Does it not look like that? Or is it just me?

The double sex standards

Sex equality still remains a concept that has not materialised in many areas.

More women are able to enjoy access to more rights in life now because of the foremothers who fought against sexual discrimination. There is not much dispute, at least in our society here in Singapore, that women are as deserving as men to receive education, work opportunities, etc.

History will not be erased simply because there is progress. Practical concerns are easier and neater to tackle. The mentality of the people, however, is not.

Coincidentally, after I read E’s previous post talking about love and sex and cheating and what it means to be married and having to accept the commitment of monogamy, I read this article written by one Silpa Kovvali about what sexual exclusivity means to her.

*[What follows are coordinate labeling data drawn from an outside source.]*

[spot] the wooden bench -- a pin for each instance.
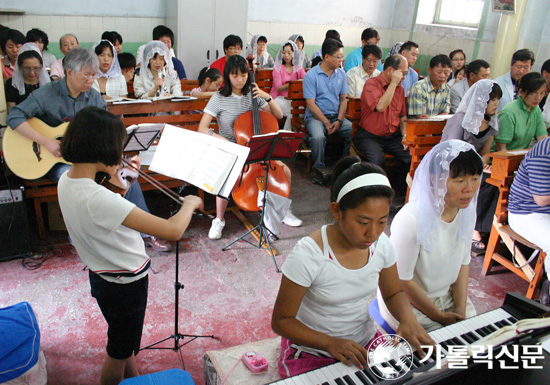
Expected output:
(186, 87)
(422, 136)
(505, 163)
(133, 113)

Imagine the rich, successful former outcast who’s now struck it big and is at the height of his career. Imagine the triumphant expression on his face; think of the descriptors onlookers might use. “Eligible bachelor” springs immediately to mind. Now imagine a woman in a comparable position, and think of the sympathetic looks she will no doubt have to undergo if she shows up without a ring on her finger. Or, worse still, the whispers of the feminist-minded, who might comment in hushed and rueful tones, “Wow. I guess women really can’t have it all.”

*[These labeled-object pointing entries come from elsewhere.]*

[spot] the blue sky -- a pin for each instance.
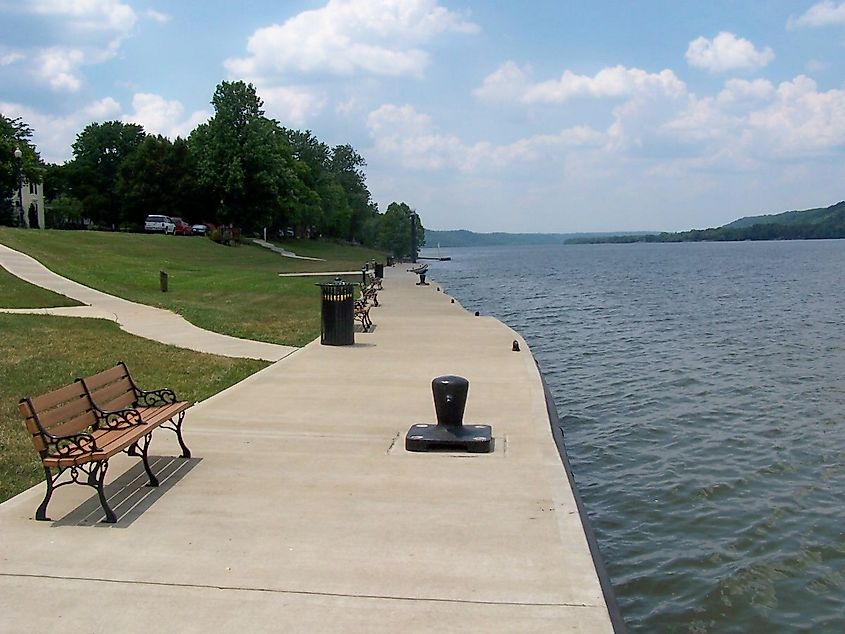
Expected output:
(527, 116)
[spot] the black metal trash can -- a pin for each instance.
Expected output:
(337, 322)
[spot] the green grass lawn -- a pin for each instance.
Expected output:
(39, 353)
(233, 290)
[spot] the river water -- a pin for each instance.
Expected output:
(701, 391)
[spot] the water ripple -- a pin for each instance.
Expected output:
(700, 389)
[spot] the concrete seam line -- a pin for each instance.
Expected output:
(201, 586)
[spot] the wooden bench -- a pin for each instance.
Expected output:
(362, 313)
(80, 426)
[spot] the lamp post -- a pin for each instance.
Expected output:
(19, 200)
(414, 237)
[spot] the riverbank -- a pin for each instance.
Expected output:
(302, 511)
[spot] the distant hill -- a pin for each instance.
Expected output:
(464, 238)
(809, 224)
(816, 216)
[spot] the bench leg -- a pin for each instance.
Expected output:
(100, 469)
(145, 458)
(186, 453)
(41, 513)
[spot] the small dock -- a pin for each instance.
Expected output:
(301, 510)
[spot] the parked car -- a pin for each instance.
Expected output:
(182, 228)
(159, 223)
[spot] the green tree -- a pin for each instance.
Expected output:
(99, 152)
(243, 159)
(394, 231)
(159, 177)
(15, 134)
(347, 166)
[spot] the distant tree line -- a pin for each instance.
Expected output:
(240, 168)
(811, 224)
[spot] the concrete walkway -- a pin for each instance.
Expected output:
(144, 321)
(302, 512)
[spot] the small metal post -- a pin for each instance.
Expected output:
(413, 237)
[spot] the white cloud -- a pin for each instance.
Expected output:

– Silpa Kovvali, Sexual Exclusivity Means We Overvalue Physical Beauty (Thought Catalog)

This is something that is literally manifested in real terms in language systems.

There is bias in some linguistic systems against women. (I don’t know about the other 6000 languages in this world that I have not heard of. I only know three.)

There are many gender-neutral words that have gender-specific associations and there are generally more derogatory terms for females than there are for males.

Take the term ‘bachelor’. It enjoys this shiny connotation of being some happily uninhibited carefree dude who can’t care less about being tied down by marriage. The term ‘bachelorette’, however, is more often used to describe the party for women who are about to get hitched than to conjure up the image of some happily uninhibited carefree lady who can’t care less about marriage. More people go straight for the ‘spinster’, a word that alludes to the sad stereotype of an older woman who is unmarried, childless, prissy, and repressed.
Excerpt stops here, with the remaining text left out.